Marvel even has their own reporter for superheroes … so why didn't we just have her be the Skye character, only with social media instead of dead-tree media?



I can go on for awhile, but you get the idea. I’d love to know where the bleep Whedon thinks he’s going, but he should be a little bit less focused on the cameos, and more focused on melding the *general* world of weird that is the MCU in with his show. But the second episode boiled down to … Nazis in Latin America? Please, Joss, I know you were warped by The Boys from Brazil when you were growing up, but don’t do that again. Pretty please?



Episode 3 was a great touch, and please do more of that ... but why couldn't Joss do that with the main characters? Did he want people from the Marvel universe, and Marvel Studios told him "no"? That would be stupid, considering he's now in charge of "phase 2" of the movies.




Conclusion (what they've done right)




Now, does that mean I hate the show? No. There's a difference between trolling the show and being critical of it.  As it is, it's an OK show. But I want some of the Whedon wit and vibrant characters.  Even Xander of Buffy the Vampire Slayer had more character in the pilot than most of these folks do right now.  They're sort of white bread ... and by that, I mean bland and generic, not Caucasian (which there are, sans May).




Skye and Ward already seem to have some character development under way, and they better, because they had the most screentime over episodes 2 and 3.  But it seems that tonight's episode 4 promises to be a May-centric episode. I can't complain about that, because that's what ensemble casts are about -- rotating the focus.  I can't wait for the focus to be on Coulson the whole episode.

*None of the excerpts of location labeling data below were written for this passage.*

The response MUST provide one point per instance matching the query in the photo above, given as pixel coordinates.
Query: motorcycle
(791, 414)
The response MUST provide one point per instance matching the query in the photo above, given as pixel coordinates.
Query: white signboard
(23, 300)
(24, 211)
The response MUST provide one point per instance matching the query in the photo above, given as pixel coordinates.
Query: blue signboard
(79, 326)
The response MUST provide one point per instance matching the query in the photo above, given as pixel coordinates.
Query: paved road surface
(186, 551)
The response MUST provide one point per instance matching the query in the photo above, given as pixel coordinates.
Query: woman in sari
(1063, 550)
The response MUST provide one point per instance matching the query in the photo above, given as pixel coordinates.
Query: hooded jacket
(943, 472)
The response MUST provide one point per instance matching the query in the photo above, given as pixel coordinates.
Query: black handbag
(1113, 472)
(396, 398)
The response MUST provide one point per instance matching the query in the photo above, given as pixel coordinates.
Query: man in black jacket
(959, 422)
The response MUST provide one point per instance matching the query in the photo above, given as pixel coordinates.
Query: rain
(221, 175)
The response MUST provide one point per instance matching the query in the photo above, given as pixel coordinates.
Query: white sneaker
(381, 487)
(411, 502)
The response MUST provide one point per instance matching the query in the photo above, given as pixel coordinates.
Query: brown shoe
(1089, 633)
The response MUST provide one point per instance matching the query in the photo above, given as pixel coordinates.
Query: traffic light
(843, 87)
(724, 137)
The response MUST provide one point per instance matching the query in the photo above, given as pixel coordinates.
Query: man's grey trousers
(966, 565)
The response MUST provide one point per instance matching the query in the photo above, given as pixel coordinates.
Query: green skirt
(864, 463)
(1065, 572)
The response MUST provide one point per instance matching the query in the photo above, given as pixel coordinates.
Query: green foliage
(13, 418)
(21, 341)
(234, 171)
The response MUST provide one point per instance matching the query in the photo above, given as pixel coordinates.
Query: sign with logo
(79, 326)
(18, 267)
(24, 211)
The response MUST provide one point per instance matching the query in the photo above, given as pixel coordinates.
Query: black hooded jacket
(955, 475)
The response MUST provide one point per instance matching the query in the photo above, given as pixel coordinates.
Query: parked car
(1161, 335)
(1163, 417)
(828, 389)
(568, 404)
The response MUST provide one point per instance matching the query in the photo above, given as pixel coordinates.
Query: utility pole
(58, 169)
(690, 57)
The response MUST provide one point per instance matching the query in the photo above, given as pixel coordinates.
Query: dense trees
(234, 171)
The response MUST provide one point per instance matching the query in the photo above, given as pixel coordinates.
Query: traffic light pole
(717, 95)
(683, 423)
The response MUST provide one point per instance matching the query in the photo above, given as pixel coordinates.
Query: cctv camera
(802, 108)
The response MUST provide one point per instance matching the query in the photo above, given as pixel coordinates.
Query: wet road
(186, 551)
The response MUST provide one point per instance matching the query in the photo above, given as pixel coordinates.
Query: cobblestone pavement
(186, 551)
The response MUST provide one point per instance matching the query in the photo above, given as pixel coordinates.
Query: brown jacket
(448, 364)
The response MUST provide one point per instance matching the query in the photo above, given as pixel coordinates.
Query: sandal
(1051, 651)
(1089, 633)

The Fitz-Simmons mad scientist duo will, hopefully, develop some quirks aside from the usual ones.  Real geniuses have real problems interacting with people -- not "I'm so in love with la grange points," but "I'm sorry, did you ask me something five minutes ago? I was busy in my head." Einstein had problems grasping the concept of body soap and then shampoo, instead of just one soap.  Mark Twain couldn't figure out his home alarm system. The WW2 codebreaker Alan Turing was all but caged in a backroom during the war so he wouldn't wander off. Fitz-Simmons don't come off as geniuses, they come off like awkward high school kids.



Right now, the saving grace of the series is Agent Coulson, and he's what has me coming back week after week. The other interesting character? Ming-Na's Melinda "The Cavalry" May. Like all good shows, it seems that the one we know the least about is the most interesting. This means either they should get more screen time, or everyone else should get more interesting, fast.



My verdict: optimistic. It is not yet the stand-out show I expected, but it may be building to it.  I'm just looking for the booby traps.